Many of the learners who had been to the expo returned later with their families in tow to show them what they had experienced and what they had learned. What a delight to hear a 10-year old explaining to granny that the bungee-jumping teddy bear illustrated potential and kinetic energy.
Over 500 visitors of all ages were fascinated by the sun-powered toys and the ‘jet’ car propelled by air pressure inside an empty 2-litre plastic bottle. Other toys illustrated the principles of wind turbines of various designs, and hydrogen-powered cars. A battery-powered bicycle had youngsters vying for a turn to take it for a spin.

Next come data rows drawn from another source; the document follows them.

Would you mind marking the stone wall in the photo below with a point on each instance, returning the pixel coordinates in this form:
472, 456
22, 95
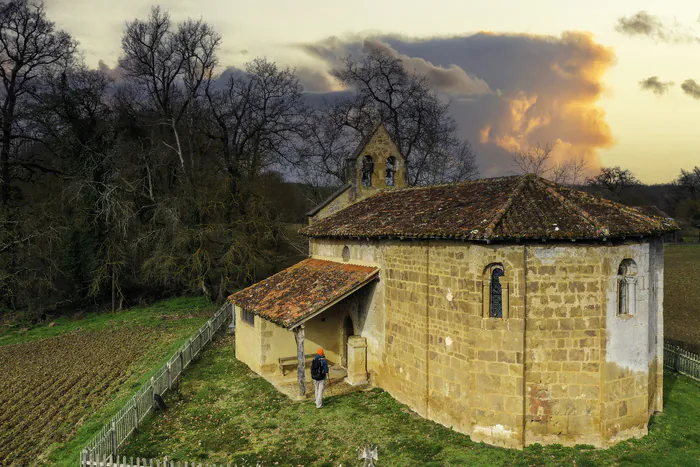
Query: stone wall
540, 376
248, 345
380, 148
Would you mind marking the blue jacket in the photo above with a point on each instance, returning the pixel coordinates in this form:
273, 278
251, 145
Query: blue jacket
324, 365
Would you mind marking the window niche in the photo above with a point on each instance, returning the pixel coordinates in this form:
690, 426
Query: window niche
495, 292
627, 288
367, 171
390, 171
248, 317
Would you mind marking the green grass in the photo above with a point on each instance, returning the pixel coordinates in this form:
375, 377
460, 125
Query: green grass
177, 310
176, 320
682, 296
226, 413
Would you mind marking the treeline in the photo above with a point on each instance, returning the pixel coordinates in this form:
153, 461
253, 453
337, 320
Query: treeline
167, 175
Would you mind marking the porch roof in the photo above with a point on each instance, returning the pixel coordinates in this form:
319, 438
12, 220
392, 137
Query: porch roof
302, 291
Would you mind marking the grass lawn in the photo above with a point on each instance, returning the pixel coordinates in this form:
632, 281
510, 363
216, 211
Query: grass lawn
226, 413
682, 296
41, 377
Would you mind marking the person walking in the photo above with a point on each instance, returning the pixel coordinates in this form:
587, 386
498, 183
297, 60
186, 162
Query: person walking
319, 370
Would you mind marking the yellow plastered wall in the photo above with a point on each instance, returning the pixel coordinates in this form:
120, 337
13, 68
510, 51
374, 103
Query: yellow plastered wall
248, 341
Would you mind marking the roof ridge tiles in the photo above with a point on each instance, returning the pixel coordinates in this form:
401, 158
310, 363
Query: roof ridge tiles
600, 228
500, 213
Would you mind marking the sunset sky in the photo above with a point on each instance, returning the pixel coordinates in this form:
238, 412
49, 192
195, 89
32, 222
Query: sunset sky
516, 72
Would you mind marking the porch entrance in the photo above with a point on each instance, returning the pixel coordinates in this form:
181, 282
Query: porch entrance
348, 330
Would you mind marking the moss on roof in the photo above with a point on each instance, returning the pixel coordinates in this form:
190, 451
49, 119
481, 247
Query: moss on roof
299, 291
519, 207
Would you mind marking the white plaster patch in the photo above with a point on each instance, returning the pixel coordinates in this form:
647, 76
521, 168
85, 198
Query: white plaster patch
496, 431
627, 336
539, 354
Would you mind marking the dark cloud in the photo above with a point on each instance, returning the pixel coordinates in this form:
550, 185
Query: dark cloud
116, 73
315, 81
645, 24
691, 88
655, 85
540, 89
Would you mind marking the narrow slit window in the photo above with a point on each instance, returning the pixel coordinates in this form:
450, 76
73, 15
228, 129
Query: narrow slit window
248, 317
367, 170
626, 287
496, 308
390, 170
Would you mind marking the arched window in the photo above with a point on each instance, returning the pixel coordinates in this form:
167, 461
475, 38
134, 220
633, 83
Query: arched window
627, 287
367, 170
390, 170
496, 292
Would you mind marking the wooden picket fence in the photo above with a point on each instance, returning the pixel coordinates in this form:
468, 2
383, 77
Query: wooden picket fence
105, 461
682, 361
106, 443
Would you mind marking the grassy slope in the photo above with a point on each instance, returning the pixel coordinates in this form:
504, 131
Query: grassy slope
227, 413
176, 320
682, 296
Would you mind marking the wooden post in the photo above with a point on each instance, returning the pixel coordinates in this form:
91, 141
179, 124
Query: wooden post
114, 439
113, 291
299, 338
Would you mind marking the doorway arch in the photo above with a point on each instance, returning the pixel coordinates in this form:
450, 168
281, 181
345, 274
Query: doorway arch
348, 330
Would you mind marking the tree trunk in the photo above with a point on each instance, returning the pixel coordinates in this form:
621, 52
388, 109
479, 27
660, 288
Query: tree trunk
299, 338
5, 152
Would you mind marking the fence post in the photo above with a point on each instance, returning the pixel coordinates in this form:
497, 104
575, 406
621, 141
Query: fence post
114, 439
136, 413
153, 390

Light boxes with thermometers illustrated the relative energy efficiency of incandescent, compact fluorescent and LED light sources.
The merry-energy-go-round had universal appeal, ranging from simply getting the lights on the top to shine by using ‘child energy’, to a more sophisticated understanding of how the motion of the roundabout can be converted into electricity by a generator.
Energy conservation was illustrated by the ladies from Vuka who showed how to cook using minimum fuel with the use of a simple brick oven and a hot box or ‘pot duvet’. There were also simple solar cookers on display. A solar water heating display explained the cost benefits of using the sun for heating water and how to access the Eskom rebate.
The model of a wave slot energy converter proposal by Abagold was the object of much interest. Here was an innovative project to harvest the energy of the waves to generate the huge amount of electricity needed by an abalone farm.
The day culminated with a talk by Whale Coast Conservation Manager Rob Fryer on practical ways of moving towards sustainable energy use in the home.
He pointed out that becoming energy efficient starts with a mind shift. Everyone has to become conscious of the energy we use (and waste) and make a decision about first conserving energy, then about moving gradually towards supplementing our coal-generated electricity with renewable energy sources and to aspire to eventually becoming self-sufficient in our energy needs. Considering the increasing cost of electricity and potential unreliability of supply, this could only be to our own benefit, as well as our contribution to a decreased ‘footprint’ on the earth.